Best's initial concern was over youths on Medicaid who become dependent on the government for the rest of their lives.
"What does it really cost? Handing out a few pills and a few other prevention things is no big deal," he said. "In WATCH we might not want to do it but that's really part of the health of our children. I would be for it as a county commissioner."
"If you do this, you're probably going to create a larger client base, too. Will that be a problem?" board member Sam Hunter asked Mrs. Lee-Elmore.
She said that there is a conflict involved, primarily in the area of insurance. The program caters to those lacking insurance and Medicaid patients at this point are ineligible for the service.
"We're still a free clinic," she said. "We say now that don't accept Medicaid patients. If we did, it would only be for that particular thing. ...
"We don't want to be known as a 'sex truck,' certainly, or the 'not sex truck.' There's concerns. I need to know what's the board's preference."
Board member Harold Brashear suggested that WATCH providing access to birth control could be considered a "pretty big community service."
"It's kind of clear if we don't hand them out, they're still going to be having sex," he said. "I don't think that offering free condoms would be offering an endorsement. It would be part of our mission to be out there doing that."
"Handing out condoms, we can do the condoms but not birth control pills," Mrs.
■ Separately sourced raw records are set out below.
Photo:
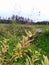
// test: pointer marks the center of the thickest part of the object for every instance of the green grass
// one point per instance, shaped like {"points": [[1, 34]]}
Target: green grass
{"points": [[14, 34]]}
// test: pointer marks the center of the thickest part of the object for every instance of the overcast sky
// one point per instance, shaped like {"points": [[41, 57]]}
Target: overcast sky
{"points": [[34, 9]]}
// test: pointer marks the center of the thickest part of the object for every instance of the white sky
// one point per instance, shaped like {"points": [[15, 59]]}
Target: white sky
{"points": [[26, 8]]}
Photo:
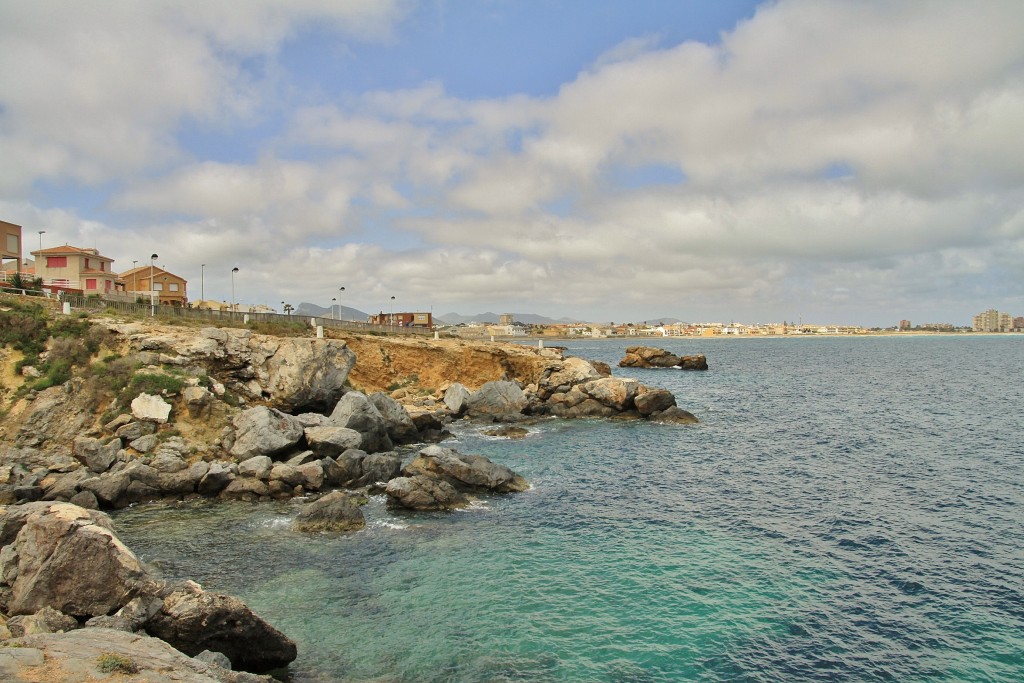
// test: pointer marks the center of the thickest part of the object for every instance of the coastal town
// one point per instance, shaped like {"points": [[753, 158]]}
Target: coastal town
{"points": [[76, 271]]}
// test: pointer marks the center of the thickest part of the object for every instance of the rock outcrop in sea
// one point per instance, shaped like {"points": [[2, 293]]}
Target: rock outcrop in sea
{"points": [[62, 567], [650, 356]]}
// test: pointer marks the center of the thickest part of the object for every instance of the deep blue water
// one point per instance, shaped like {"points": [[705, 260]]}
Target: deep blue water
{"points": [[848, 510]]}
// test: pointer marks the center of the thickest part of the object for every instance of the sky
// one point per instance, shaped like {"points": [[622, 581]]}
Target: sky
{"points": [[832, 162]]}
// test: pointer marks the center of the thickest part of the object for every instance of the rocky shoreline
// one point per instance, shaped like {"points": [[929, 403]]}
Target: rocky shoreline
{"points": [[233, 415]]}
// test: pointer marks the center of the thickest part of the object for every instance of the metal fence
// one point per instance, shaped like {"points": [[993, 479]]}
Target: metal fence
{"points": [[214, 316]]}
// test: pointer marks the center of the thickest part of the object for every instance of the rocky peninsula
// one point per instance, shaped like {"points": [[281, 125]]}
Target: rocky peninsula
{"points": [[102, 413]]}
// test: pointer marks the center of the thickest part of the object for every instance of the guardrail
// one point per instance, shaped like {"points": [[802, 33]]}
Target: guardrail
{"points": [[95, 303]]}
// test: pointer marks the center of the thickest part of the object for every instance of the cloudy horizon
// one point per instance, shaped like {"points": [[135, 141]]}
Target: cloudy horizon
{"points": [[832, 161]]}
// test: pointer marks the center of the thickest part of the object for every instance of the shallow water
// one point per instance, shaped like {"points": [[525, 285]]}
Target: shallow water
{"points": [[848, 510]]}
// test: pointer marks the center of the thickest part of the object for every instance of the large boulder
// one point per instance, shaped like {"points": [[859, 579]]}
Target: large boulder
{"points": [[355, 411], [653, 400], [264, 431], [499, 399], [151, 408], [66, 557], [335, 512], [77, 655], [465, 472], [398, 423], [457, 398], [648, 356], [423, 493], [697, 361], [193, 620], [331, 440]]}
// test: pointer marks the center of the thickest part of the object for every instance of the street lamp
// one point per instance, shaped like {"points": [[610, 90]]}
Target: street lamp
{"points": [[153, 303]]}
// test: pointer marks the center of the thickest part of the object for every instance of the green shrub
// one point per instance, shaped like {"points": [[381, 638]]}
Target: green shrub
{"points": [[152, 383], [112, 663]]}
Lee-Elmore pointed out. "You're getting into something different. (Birth control pills are) going to require a physical exam, which is provider services."
Hunter said he would feel more comfortable voting on the issue if it came in the form of a written proposal.
William Paugh, CEO of Wayne Memorial Hospital, which governs WATCH, agreed it could be a potential "lightning rod issue" but said he would be interested in investigating it further.
Mrs. Lee-Elmore proposed the subject be put on the agenda for the board's October meeting.
"I would like to see you come back with a proposal," Brashear said. "It could definitely be framed in terms of being prevention efforts for teen pregnancy and wouldn't draw as much criticism."
The Health Department already gives out about 7,600 condoms each month, Roosen said.
With the support of other agencies, he said, perhaps the climbing pregnancy rates could start coming down.
"I think the best thing to do is develop a good strategic plan involving a variety of people who have already had their hands on these kids and then get the entire community involved. I have got the Health Department over here, WISH, the school system, WATCH. What we need to do is get one plan, talk about our issues, about how to get access to birth control plus good education -- that's going to start in seventh grade in August," he said, referencing the state-approved expanded education curriculum being rolled out this school year.